Pre Ukraine war, Russia supplied Europe with ~150bn cubic meters of gas per year. After Power of Siberia 2 is built up to 100bn in cubic meters can potentially flow to China via the two major pipelines. So China will roughly absorb 2/3 of the previous Euro flows. That's pretty significant. Gives China a lot of leverage, but i would argue it adds to Russia's leverage with China as well. The loser here? US neocons that through dumb fuck actions has led China to have long term massive energy flow to them from Russia. Was the Ukraine war worth it?
Realistically, what was Europe's alternative once the Ukraine war broke out? "Oh no, you have us completely by the balls because we depend on your oil and gas so much; guess you can have all of Ukraine... but you surely wouldn't weaponize this same leverage to take the Baltics or Moldova, right? Right?!"

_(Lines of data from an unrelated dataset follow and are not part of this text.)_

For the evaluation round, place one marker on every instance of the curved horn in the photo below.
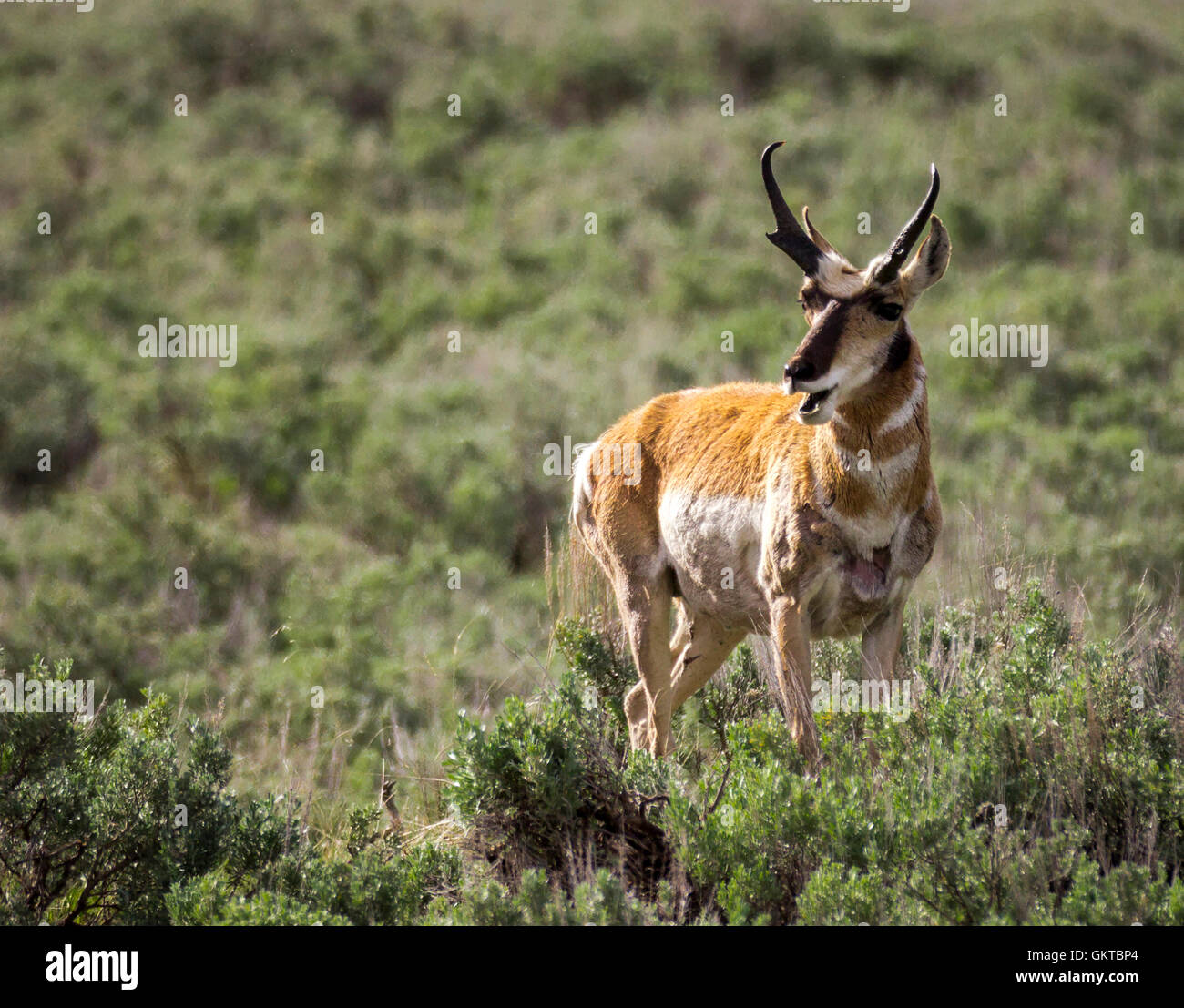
(887, 271)
(789, 237)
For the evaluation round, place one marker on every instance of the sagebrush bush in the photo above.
(128, 819)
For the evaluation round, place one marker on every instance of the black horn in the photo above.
(789, 237)
(904, 241)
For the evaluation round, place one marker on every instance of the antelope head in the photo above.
(856, 319)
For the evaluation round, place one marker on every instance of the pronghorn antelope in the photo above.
(798, 511)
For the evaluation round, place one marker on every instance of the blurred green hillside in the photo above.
(475, 225)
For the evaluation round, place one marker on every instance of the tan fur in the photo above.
(754, 518)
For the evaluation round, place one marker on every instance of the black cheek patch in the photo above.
(824, 340)
(898, 351)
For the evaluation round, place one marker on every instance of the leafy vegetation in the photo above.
(332, 624)
(1037, 781)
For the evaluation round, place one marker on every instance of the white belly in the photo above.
(714, 545)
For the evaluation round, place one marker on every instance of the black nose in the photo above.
(801, 371)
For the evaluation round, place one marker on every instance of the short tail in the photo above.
(581, 494)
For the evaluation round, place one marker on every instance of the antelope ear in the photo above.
(930, 261)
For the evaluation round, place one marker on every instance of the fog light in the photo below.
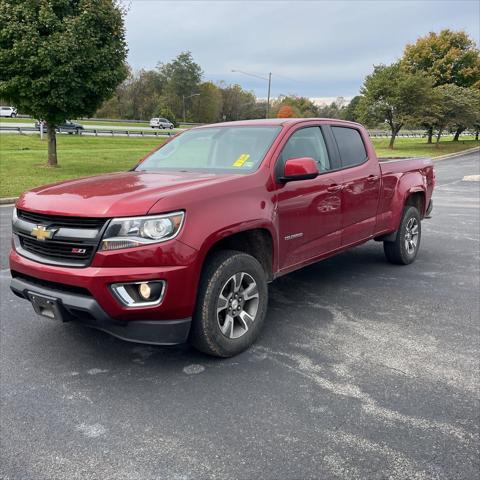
(145, 290)
(139, 294)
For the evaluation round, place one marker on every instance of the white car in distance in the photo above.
(8, 112)
(161, 123)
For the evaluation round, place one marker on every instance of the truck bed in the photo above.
(391, 165)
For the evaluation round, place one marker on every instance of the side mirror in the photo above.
(303, 168)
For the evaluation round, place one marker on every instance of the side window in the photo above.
(350, 145)
(307, 142)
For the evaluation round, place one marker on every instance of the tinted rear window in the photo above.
(350, 145)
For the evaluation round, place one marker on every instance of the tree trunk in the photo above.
(457, 133)
(52, 145)
(395, 130)
(429, 134)
(392, 140)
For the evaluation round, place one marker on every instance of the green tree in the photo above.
(350, 111)
(392, 95)
(239, 104)
(60, 59)
(448, 57)
(207, 106)
(164, 111)
(180, 78)
(455, 107)
(302, 107)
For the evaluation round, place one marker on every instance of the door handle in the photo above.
(334, 188)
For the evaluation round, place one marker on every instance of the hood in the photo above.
(113, 195)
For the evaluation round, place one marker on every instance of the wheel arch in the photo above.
(257, 242)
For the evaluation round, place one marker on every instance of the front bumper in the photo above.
(73, 306)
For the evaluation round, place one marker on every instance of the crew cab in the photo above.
(182, 247)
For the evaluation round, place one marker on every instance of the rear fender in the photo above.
(409, 184)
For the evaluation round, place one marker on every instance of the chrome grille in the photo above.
(74, 241)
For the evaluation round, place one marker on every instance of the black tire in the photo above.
(404, 249)
(206, 333)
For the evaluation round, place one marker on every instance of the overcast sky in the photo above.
(314, 48)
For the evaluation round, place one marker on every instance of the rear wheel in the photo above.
(231, 305)
(404, 249)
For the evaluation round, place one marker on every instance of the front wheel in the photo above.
(404, 249)
(231, 305)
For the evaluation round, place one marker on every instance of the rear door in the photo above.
(309, 211)
(361, 184)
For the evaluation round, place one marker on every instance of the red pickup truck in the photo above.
(182, 247)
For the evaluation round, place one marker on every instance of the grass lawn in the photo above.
(418, 147)
(23, 157)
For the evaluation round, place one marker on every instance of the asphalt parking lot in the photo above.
(364, 370)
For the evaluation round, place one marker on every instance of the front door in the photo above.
(309, 211)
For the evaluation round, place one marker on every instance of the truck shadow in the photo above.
(297, 302)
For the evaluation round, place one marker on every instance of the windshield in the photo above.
(214, 149)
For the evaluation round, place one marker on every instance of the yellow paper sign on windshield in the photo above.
(241, 160)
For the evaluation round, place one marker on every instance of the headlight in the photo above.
(137, 231)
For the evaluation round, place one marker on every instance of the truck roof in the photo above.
(274, 122)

The stuff you write about gas flows is misleading as well. You make it sound as if Russia is rerouting the same gas which was previously going to Europe to China now, but that's not true. The pipelines to Europe are not fueled from the same gas fields as the Power of Siberia pipelines to China. Since the demand in China is huge and Russia sits on enormous, mostly untapped fields in "nearby" Siberia, such an arrangement between Russia and China was always coming in the long run, irrespective from what happens on the European side of Russia. The Ukraine war only sped up this timeline, but geostrategically, the West was never gonna stop China from getting access to Russian gas in the long run.
Russia could have had humming pipelines to the west and the east; now, they're reduced to round about half the revenue. They, alongside Europe itself, are the big losers of the EU/RUS trade breaking down. For the US and Canada, it's actually a wash - higher revenue from LNG, but also weakens the economy of their European allies.